CSRs are not available for plans in metal tiers other than silver.
PTC amounts are calculated based on premiums for the second-lowest cost silver plan in a given Marketplace rating area. For individuals with incomes below 400 percent of the FPL, the PTC covers the difference between the second-lowest cost silver plan premium and a specified percentage of income (ranging from 2.03 to 9.66 percent in 2016). Because of this structure, increases in benchmark premiums generally translate dollar-for-dollar into increases in eligible individuals’ PTCs. PTCs are available to eligible individuals for plans selected in any metal tier. The federal government pays both PTCs and CSR reimbursements on a monthly basis, through advance payments made directly to insurers.

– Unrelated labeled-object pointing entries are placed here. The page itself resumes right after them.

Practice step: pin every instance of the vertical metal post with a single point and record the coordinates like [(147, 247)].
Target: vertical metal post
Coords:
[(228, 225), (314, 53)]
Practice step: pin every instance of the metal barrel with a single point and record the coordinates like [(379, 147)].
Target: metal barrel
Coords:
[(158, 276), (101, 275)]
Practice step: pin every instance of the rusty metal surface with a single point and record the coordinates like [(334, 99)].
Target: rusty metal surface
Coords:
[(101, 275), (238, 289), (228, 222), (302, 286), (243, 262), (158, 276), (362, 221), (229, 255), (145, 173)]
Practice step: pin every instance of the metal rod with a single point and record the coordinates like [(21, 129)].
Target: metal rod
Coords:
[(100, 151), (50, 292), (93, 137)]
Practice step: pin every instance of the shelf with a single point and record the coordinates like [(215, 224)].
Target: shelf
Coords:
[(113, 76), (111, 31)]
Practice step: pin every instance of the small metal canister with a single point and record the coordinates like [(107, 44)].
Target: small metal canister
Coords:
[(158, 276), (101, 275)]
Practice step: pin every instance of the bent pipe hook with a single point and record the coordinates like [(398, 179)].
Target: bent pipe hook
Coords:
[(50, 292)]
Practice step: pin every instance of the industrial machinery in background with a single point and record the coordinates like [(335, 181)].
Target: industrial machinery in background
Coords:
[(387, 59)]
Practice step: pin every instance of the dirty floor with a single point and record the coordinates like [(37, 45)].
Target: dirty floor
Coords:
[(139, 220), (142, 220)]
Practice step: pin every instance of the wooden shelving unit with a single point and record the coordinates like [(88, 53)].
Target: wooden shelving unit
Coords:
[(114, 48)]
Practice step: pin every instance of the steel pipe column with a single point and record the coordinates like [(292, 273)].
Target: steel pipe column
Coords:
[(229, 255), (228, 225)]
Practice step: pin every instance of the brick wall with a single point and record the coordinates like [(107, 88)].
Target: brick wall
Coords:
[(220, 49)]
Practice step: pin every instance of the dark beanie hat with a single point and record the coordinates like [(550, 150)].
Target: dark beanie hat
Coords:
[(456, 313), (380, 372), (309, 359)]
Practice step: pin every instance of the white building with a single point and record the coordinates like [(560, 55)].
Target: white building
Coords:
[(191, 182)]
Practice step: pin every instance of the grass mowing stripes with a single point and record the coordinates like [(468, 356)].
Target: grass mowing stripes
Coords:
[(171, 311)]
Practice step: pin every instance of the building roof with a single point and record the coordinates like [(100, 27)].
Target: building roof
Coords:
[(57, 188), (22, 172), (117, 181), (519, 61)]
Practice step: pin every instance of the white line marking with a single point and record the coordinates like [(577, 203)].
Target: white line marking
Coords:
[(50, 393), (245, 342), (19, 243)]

Impact on premiums: If the federal government did not reimburse for CSRs, the ACA would still require insurers to provide CSRs to eligible individuals enrolling in silver plans. In order for insurers to remain solvent (as well as to comply with state insurance market regulations3), insurance premiums must be set to cover insurers’ expected total costs. Thus, if the federal government did not reimburse for CSRs, insurers would have to increase silver plan premiums enough to cover these costs. Since insurers are prohibited from charging individuals different rates for the same plan, these increases would apply to all individuals in these plans, not just those eligible for CSRs.
Based on enrollment patterns reported at the end of the 2015 open enrollment period, about 85 percent of all those selecting silver plans have income levels that qualify them for CSRs, and the average AV of silver plans – taking into account CSRs – is about 85 percent. Hence, even if consumers’ plan choices remained unchanged, silver plan premiums would have to increase by more than 20 percent, in order to cover about 85 percent, instead of 70 percent, of total health care costs for enrolled consumers.
 The ACA prescribes different rules for Indians, as defined in 25 U.S.C. 450b(d).
 State regulations generally require state regulators to review insurance premiums to ensure that premiums are set high enough to cover costs and ensure solvency.
 The estimates in this paragraph reflect tabulations of data on initial plan selections from the end of the 2015 open enrollment period. Figures based on final effectuated enrollments would be similar. Some silver plans also have offMarketplace enrollees who are not included in these data, but accounting for off-Marketplace enrollment would not change the conclusions of the analysis.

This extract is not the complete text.